[python] How to do sed like text replace with python?

I would like to enable all apt repositories in this file

cat /etc/apt/sources.list
## Note, this file is written by cloud-init on first boot of an instance                                                                                                            
## modifications made here will not survive a re-bundle.                                                                                                                            
## if you wish to make changes you can:                                                                                                                                             
## a.) add 'apt_preserve_sources_list: true' to /etc/cloud/cloud.cfg                                                                                                                
##     or do the same in user-data
## b.) add sources in /etc/apt/sources.list.d                                                                                                                                       
#                                                                                                                                                                                   

# See http://help.ubuntu.com/community/UpgradeNotes for how to upgrade to                                                                                                           
# newer versions of the distribution.                                                                                                                                               
deb http://us-east-1.ec2.archive.ubuntu.com/ubuntu/ maverick main                                                                                                                   
deb-src http://us-east-1.ec2.archive.ubuntu.com/ubuntu/ maverick main                                                                                                               

## Major bug fix updates produced after the final release of the                                                                                                                    
## distribution.                                                                                                                                                                    
deb http://us-east-1.ec2.archive.ubuntu.com/ubuntu/ maverick-updates main                                                                                                           
deb-src http://us-east-1.ec2.archive.ubuntu.com/ubuntu/ maverick-updates main                                                                                                       

## N.B. software from this repository is ENTIRELY UNSUPPORTED by the Ubuntu                                                                                                         
## team.

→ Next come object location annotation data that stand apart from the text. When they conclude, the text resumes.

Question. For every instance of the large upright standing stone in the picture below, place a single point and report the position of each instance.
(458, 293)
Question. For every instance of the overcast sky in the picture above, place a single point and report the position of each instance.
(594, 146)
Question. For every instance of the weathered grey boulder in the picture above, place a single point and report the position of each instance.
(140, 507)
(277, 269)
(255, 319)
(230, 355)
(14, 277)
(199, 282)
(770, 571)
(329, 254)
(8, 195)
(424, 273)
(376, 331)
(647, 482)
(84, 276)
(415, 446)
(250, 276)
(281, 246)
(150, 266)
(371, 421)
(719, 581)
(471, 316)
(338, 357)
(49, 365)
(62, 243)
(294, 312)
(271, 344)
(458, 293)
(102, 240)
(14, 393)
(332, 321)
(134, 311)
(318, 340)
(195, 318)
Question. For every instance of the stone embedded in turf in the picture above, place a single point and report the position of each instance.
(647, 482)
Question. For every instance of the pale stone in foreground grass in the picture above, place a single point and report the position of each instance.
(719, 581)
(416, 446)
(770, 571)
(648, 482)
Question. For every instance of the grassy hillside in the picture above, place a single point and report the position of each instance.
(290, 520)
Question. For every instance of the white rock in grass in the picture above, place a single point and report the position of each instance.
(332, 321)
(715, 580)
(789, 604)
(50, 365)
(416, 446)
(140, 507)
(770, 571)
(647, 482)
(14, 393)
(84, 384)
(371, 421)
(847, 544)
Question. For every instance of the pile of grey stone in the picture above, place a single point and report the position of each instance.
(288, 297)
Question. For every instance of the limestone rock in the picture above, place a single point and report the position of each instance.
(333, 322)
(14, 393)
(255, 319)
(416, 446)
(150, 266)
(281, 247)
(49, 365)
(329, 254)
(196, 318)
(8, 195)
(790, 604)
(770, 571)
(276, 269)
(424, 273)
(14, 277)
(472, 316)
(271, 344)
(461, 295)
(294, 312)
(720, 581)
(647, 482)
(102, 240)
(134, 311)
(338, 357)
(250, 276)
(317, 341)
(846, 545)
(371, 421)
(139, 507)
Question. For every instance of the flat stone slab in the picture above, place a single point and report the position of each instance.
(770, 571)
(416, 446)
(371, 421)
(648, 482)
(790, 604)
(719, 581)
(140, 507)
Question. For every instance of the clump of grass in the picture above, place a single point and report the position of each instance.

Also, please note that software in universe WILL NOT receive any                                                                                                           
## review or updates from the Ubuntu security team.                                                                                                                                 
deb http://us-east-1.ec2.archive.ubuntu.com/ubuntu/ maverick universe                                                                                                               
deb-src http://us-east-1.ec2.archive.ubuntu.com/ubuntu/ maverick universe                                                                                                           
deb http://us-east-1.ec2.archive.ubuntu.com/ubuntu/ maverick-updates universe
deb-src http://us-east-1.ec2.archive.ubuntu.com/ubuntu/ maverick-updates universe

## N.B. software from this repository is ENTIRELY UNSUPPORTED by the Ubuntu 
## team, and may not be under a free licence. Please satisfy yourself as to
## your rights to use the software. Also, please note that software in 
## multiverse WILL NOT receive any review or updates from the Ubuntu
## security team.
# deb http://us-east-1.ec2.archive.ubuntu.com/ubuntu/ maverick multiverse
# deb-src http://us-east-1.ec2.archive.ubuntu.com/ubuntu/ maverick multiverse
# deb http://us-east-1.ec2.archive.ubuntu.com/ubuntu/ maverick-updates multiverse
# deb-src http://us-east-1.ec2.archive.ubuntu.com/ubuntu/ maverick-updates multiverse

## Uncomment the following two lines to add software from the 'backports'
## repository.
## N.B. software from this repository may not have been tested as
## extensively as that contained in the main release, although it includes
## newer versions of some applications which may provide useful features.
## Also, please note that software in backports WILL NOT receive any review
## or updates from the Ubuntu security team.
# deb http://us-east-1.ec2.archive.ubuntu.com/ubuntu/ maverick-backports main restricted universe multiverse
# deb-src http://us-east-1.ec2.archive.ubuntu.com/ubuntu/ maverick-backports main restricted universe multiverse

## Uncomment the following two lines to add software from Canonical's
## 'partner' repository.
## This software is not part of Ubuntu, but is offered by Canonical and the
## respective vendors as a service to Ubuntu users.
# deb http://archive.canonical.com/ubuntu maverick partner
# deb-src http://archive.canonical.com/ubuntu maverick partner

deb http://security.ubuntu.com/ubuntu maverick-security main
deb-src http://security.ubuntu.com/ubuntu maverick-security main
deb http://security.ubuntu.com/ubuntu maverick-security universe
deb-src http://security.ubuntu.com/ubuntu maverick-security universe
# deb http://security.ubuntu.com/ubuntu maverick-security multiverse
# deb-src http://security.ubuntu.com/ubuntu maverick-security multiverse

With sed this is a simple sed -i 's/^# deb/deb/' /etc/apt/sources.list what's the most elegant ("pythonic") way to do this?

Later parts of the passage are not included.